Nous souhaitions concevoir des œuvres à la fois esthétiques et porteuses de sens, en traduisant des données météo réelles en représentations abstraites. Le projet visait à produire une œuvre d'art évolutive, générée quotidiennement à partir des conditions météorologiques. Pour ce faire, nous avons décidé de créer un tableau chaque jour, pour chaque ville, offrant ainsi une vision dynamique de l'environnement.

Proposition de valeur

On ne s’improvise pas artiste, alors bien que nous ayons mis à profit nos compétences artistiques, nous n’avons pas inventé le pixel art, ni révolutionné le monde de l’art. Notre valeur ajoutée se cache ailleurs, dans d’autres détails.

En effet, nos tableaux, de par leur multitude et la facilité de créer de nouveaux grâce à notre code, permettent une modélisation artistique de l’évolution des données climatiques et un moyen de comparaison visuelle qui diffère de ce qui a déjà été vu. On peut générer un grand nombre d’œuvres, notre seule limite étant l’historique des données de Météo France. Mais, on peut s’en soucier en remontant sur les 10 dernières années pour nos stations.

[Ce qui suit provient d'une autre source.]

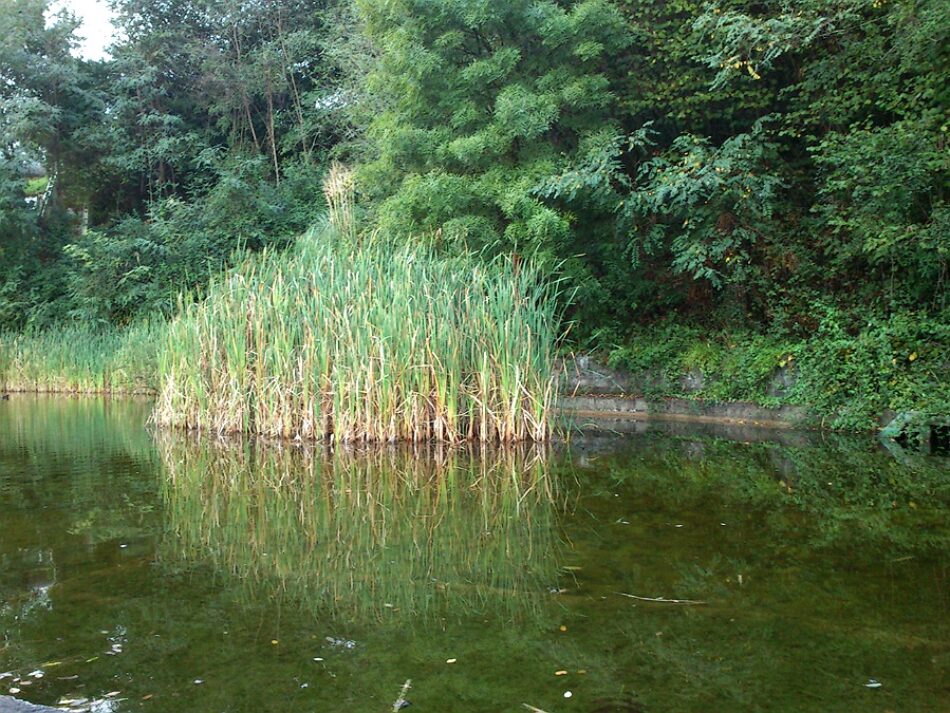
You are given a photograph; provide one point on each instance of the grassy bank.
(79, 359)
(365, 341)
(848, 374)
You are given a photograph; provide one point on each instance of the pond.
(147, 571)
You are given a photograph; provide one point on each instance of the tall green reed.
(80, 359)
(365, 340)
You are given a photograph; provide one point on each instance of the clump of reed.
(382, 533)
(365, 340)
(80, 359)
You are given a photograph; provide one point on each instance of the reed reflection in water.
(367, 534)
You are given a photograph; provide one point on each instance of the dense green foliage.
(777, 170)
(848, 378)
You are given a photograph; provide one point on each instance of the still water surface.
(144, 571)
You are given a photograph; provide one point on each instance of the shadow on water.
(382, 534)
(152, 572)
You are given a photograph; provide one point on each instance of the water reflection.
(366, 534)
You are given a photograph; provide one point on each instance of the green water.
(159, 572)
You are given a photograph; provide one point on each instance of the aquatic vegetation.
(365, 340)
(79, 359)
(381, 533)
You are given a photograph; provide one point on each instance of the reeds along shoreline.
(381, 533)
(80, 359)
(355, 341)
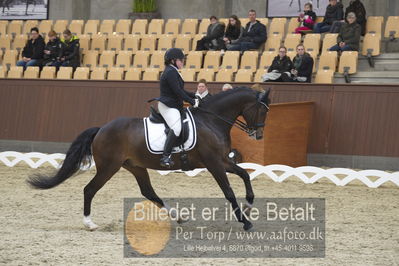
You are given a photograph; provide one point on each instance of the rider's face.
(179, 63)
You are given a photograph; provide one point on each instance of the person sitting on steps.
(171, 100)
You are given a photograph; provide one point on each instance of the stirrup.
(166, 161)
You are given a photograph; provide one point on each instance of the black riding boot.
(166, 160)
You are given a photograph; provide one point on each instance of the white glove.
(196, 103)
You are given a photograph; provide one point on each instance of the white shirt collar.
(205, 93)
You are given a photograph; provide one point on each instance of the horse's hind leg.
(235, 169)
(144, 182)
(218, 171)
(105, 170)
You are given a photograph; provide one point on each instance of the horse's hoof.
(248, 226)
(89, 223)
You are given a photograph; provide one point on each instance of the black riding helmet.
(173, 54)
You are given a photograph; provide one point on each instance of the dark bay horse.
(121, 143)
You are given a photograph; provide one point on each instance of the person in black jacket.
(233, 32)
(302, 65)
(213, 39)
(202, 90)
(171, 100)
(52, 50)
(32, 54)
(70, 50)
(253, 37)
(334, 12)
(280, 69)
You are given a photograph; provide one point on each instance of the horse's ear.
(265, 97)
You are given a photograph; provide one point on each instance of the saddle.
(157, 118)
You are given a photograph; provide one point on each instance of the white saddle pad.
(155, 136)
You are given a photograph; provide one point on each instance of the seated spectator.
(302, 65)
(213, 39)
(253, 37)
(307, 19)
(279, 71)
(349, 35)
(32, 54)
(334, 12)
(233, 32)
(202, 90)
(357, 7)
(226, 87)
(70, 50)
(52, 50)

Par ailleurs, ce projet s'inscrit dans un objectif de cohésion entre les Écoles Centrales en métropole, où la comparaison de la météo de chaque ville peut être réalisée en quelques clics (plus aucun doute sur le fait qu’il fait mieux vivre sous le soleil marseillais que dans les autres centrales).

Nous proposons notamment une visualisation de celles-ci via notre site internet, qui permet en un coup d’œil de visualiser l’ensemble des tableaux de l’année précédente pour une ville, la comparaison des 5 tableaux associés à chaque ville en un jour précis, ou simplement l’œuvre du jour pour votre ville préférée.

Enfin, nous fournissons notre code, qui permet à chacun disposant d’un compte Météo France (gratuit) de réaliser les œuvres pour la ville et la date de son choix.

Organisation du projet

Méthode projet

Nous avons réalisé ce projet en mode agile, car c’est ce qui nous a paru le plus adapté à ce projet informatique, qui devait être réalisé dans un temps limité de 6 mois. Nous avons réalisé des runs d’une durée moyenne de 1 à 2 semaines. Au début de chaque run, nous avons fait le bilan du run précédent et nous avons défini nos objectifs pour le run en cours.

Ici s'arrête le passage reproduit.